Fig. 1. Hypothesis of isotretinoin-induced apoptotic signalling explaining the pharmacological and adverse effects of isotretinoin. After isomerization of isotretinoin to all-trans retinoic acid (ATRA) and ATRA binding to retinoic acid receptor (RAR) the transcription factor FoxO3a is upregulated. At the promoter level FoxO3a induces the expression of tumour necrosis factor-related apoptosis inducing ligand (TRAIL) and FoxO1. TRAIL activates the caspase cascade, resulting in apoptosis. FoxO1 mediates cell cycle arrest via upregulation of the cell cycle inhibitors p21 and p27.
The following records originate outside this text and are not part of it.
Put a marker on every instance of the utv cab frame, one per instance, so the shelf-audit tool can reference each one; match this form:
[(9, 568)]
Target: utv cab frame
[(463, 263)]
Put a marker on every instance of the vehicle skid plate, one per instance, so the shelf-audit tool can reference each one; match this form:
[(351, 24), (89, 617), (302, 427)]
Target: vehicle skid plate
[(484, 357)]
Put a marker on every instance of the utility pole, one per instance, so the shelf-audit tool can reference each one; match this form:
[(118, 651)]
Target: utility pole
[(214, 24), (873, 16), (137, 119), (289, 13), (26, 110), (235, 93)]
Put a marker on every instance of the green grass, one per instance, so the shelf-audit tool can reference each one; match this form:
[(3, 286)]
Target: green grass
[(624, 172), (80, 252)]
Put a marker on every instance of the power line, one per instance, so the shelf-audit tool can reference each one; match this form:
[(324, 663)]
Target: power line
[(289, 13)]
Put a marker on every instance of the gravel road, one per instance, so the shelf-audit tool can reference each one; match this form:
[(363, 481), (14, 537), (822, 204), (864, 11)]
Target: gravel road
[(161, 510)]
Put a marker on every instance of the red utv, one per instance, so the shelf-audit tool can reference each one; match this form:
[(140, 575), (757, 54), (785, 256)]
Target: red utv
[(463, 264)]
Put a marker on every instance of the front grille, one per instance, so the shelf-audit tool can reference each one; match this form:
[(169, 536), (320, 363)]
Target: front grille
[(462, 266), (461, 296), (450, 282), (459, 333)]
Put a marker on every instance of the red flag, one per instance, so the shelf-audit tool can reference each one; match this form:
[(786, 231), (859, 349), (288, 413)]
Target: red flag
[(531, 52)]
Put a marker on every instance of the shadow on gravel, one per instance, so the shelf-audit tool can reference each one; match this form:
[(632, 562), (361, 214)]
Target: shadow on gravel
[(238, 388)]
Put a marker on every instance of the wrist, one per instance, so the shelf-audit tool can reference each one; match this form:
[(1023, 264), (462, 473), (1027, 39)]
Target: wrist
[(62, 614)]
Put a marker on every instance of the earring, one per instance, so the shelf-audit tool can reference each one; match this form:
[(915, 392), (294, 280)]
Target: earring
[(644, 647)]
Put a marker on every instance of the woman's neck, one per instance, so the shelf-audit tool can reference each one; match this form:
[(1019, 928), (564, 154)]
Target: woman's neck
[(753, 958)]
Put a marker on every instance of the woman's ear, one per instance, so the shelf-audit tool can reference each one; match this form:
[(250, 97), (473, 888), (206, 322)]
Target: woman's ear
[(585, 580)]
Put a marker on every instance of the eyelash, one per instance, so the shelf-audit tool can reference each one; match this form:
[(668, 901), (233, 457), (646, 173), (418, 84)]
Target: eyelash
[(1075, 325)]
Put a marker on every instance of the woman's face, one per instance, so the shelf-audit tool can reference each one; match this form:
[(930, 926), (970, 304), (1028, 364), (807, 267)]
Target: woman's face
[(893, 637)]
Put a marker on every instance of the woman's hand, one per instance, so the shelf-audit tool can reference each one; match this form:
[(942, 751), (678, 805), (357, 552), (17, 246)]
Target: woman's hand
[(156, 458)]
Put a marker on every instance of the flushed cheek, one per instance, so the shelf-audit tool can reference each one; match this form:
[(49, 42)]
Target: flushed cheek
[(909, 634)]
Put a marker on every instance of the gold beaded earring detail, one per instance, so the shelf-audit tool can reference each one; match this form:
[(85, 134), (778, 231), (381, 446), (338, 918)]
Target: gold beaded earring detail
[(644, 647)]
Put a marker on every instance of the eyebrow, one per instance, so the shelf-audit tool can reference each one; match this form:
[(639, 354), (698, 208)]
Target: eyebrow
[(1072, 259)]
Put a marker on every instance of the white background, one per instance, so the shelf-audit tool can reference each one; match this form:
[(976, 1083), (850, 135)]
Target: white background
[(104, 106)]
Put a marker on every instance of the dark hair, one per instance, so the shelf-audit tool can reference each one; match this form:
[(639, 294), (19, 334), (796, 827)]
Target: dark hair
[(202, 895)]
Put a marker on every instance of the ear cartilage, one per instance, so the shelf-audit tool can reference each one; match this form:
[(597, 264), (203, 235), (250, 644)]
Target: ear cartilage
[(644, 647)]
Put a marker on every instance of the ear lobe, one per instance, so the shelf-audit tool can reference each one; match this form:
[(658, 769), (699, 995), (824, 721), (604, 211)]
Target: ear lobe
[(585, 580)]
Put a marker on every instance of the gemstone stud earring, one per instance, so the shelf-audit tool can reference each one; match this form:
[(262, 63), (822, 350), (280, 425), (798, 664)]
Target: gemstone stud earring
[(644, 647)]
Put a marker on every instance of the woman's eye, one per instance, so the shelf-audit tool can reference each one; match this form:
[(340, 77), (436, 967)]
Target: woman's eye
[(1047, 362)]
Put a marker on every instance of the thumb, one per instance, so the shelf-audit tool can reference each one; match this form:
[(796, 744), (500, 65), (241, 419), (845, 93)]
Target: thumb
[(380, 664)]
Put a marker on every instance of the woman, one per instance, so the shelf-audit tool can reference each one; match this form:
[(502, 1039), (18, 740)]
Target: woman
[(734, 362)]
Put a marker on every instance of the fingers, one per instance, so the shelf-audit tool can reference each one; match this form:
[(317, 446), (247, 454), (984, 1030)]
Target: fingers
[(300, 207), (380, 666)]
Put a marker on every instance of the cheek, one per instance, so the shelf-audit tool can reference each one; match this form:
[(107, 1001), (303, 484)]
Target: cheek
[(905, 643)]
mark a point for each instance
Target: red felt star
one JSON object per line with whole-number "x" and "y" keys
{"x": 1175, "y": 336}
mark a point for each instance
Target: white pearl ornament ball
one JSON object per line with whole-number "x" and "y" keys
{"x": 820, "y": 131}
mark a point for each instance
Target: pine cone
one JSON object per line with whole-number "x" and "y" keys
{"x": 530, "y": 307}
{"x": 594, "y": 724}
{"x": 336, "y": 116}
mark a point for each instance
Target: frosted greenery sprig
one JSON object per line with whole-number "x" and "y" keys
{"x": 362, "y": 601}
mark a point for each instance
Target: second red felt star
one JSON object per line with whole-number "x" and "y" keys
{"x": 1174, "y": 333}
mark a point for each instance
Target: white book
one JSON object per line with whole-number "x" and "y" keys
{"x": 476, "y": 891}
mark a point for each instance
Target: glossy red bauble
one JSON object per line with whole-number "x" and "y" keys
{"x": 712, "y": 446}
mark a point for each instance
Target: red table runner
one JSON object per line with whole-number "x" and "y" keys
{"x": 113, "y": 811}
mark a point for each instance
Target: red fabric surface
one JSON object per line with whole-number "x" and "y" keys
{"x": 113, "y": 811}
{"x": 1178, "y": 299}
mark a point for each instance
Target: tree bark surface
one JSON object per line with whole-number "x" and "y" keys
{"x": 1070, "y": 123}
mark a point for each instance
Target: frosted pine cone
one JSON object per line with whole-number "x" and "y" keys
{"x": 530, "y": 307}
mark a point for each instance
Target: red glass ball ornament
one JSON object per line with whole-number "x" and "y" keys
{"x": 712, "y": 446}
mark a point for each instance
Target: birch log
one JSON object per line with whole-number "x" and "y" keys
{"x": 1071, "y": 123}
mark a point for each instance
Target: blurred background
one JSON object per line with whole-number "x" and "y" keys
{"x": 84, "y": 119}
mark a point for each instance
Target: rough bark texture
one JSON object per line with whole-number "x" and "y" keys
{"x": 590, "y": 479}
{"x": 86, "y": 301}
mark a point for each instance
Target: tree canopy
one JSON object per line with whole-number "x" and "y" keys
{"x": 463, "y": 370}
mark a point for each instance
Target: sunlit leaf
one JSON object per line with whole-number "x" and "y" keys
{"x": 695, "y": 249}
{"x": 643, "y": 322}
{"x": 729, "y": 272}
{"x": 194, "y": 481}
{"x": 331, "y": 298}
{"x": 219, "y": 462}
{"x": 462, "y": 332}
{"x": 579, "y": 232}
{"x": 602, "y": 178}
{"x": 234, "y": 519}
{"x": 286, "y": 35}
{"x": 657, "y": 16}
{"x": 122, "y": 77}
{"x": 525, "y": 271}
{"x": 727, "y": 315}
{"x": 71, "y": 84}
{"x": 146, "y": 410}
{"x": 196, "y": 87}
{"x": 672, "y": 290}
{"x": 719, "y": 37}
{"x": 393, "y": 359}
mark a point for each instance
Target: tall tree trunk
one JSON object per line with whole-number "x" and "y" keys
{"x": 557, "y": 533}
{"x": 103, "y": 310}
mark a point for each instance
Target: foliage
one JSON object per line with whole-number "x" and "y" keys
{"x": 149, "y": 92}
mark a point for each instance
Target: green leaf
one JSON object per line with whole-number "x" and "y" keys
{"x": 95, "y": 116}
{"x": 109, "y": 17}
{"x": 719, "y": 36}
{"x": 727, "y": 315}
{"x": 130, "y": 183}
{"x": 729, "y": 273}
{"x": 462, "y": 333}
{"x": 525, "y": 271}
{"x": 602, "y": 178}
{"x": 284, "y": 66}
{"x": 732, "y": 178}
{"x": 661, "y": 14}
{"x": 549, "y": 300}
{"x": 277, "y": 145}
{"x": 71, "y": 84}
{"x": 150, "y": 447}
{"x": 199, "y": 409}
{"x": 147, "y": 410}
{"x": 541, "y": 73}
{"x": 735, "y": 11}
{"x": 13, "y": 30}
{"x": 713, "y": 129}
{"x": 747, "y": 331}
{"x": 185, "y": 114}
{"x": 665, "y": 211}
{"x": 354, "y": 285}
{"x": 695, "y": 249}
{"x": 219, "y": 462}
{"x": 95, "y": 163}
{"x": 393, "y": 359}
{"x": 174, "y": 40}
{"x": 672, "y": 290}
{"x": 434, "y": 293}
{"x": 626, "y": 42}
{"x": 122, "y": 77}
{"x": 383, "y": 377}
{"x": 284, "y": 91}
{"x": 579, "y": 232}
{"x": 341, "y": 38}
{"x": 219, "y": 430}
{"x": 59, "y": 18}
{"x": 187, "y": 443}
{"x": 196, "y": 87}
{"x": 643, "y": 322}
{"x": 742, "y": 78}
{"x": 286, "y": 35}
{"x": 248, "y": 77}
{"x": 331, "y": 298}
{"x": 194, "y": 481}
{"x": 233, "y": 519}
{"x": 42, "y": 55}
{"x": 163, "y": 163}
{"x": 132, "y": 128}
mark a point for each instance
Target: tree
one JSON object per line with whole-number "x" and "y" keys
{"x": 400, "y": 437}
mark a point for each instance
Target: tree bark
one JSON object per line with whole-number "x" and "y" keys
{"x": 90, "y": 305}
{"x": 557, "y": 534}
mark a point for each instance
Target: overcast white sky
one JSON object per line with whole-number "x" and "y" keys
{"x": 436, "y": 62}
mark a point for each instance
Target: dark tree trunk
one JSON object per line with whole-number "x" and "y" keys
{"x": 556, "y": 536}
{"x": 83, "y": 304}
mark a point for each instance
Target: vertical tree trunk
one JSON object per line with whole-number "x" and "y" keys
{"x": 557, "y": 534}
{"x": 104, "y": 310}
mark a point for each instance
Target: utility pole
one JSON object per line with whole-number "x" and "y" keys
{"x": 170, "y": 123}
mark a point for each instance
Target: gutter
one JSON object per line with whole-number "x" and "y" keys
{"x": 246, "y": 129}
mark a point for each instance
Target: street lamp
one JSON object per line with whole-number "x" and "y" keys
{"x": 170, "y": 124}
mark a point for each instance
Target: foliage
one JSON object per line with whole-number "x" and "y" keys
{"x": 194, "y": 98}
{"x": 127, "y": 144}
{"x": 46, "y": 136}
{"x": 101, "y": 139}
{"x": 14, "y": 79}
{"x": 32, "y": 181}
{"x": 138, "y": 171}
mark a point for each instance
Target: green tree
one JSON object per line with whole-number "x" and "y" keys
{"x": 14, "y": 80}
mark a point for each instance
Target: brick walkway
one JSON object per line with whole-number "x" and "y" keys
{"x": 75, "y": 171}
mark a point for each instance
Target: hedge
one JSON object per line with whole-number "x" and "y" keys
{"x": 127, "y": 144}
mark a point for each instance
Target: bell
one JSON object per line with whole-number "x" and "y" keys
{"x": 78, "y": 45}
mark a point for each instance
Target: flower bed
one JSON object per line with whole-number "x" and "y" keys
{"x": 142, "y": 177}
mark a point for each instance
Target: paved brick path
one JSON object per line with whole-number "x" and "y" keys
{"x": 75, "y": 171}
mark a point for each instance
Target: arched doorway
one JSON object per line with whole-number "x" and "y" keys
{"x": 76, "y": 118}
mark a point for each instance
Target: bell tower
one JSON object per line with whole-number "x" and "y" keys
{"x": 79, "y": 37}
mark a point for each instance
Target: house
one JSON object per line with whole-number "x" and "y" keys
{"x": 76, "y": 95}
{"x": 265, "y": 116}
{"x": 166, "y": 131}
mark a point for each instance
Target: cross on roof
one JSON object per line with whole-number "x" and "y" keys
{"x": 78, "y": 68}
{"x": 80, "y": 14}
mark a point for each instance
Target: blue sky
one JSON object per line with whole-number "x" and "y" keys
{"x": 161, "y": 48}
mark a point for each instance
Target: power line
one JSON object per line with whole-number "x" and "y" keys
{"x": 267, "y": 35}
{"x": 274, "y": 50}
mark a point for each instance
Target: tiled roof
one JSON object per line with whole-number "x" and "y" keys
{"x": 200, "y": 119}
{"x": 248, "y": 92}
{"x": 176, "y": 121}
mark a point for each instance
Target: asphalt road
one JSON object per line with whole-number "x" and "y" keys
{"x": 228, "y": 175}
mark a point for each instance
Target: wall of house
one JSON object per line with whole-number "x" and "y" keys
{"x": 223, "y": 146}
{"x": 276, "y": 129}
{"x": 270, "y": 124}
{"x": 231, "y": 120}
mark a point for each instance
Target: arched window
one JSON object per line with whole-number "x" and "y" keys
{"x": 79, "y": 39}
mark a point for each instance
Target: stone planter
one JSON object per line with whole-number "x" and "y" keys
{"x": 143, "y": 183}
FoxOs also play a critical role in the expression of the pro-apoptotic IGF-binding protein-3 (IGFBP3) (26), which acts as a nuclear transcription factor (27). Treatment with isotretinoin significantly increased IGFBP3 in sebocytes (10). Nuclear IGFBP3 interacts with retinoid X receptor-α (RXRα) and retinoic acid receptor-α (RARα) and thereby interferes with the formation of RXR:RAR heterodimers (28). The RXR-IGFBP3 interaction modulates the transcriptional activity of RXRα and is essential for mediating the effects of IGFBP3 on apoptosis (29). FoxO-dependent induction of nuclear IGFBP3 with consecutive activation of RARα may enhance the expression of pro-apoptotic NGAL (30), whose expression at the promoter level is regulated via RARα and RXRα (10). Thus, there is substantial evidence that isotretinoin increases the expression of the pro-apoptotic FoxO proteins, TRAIL, IGFBP3 and NGAL.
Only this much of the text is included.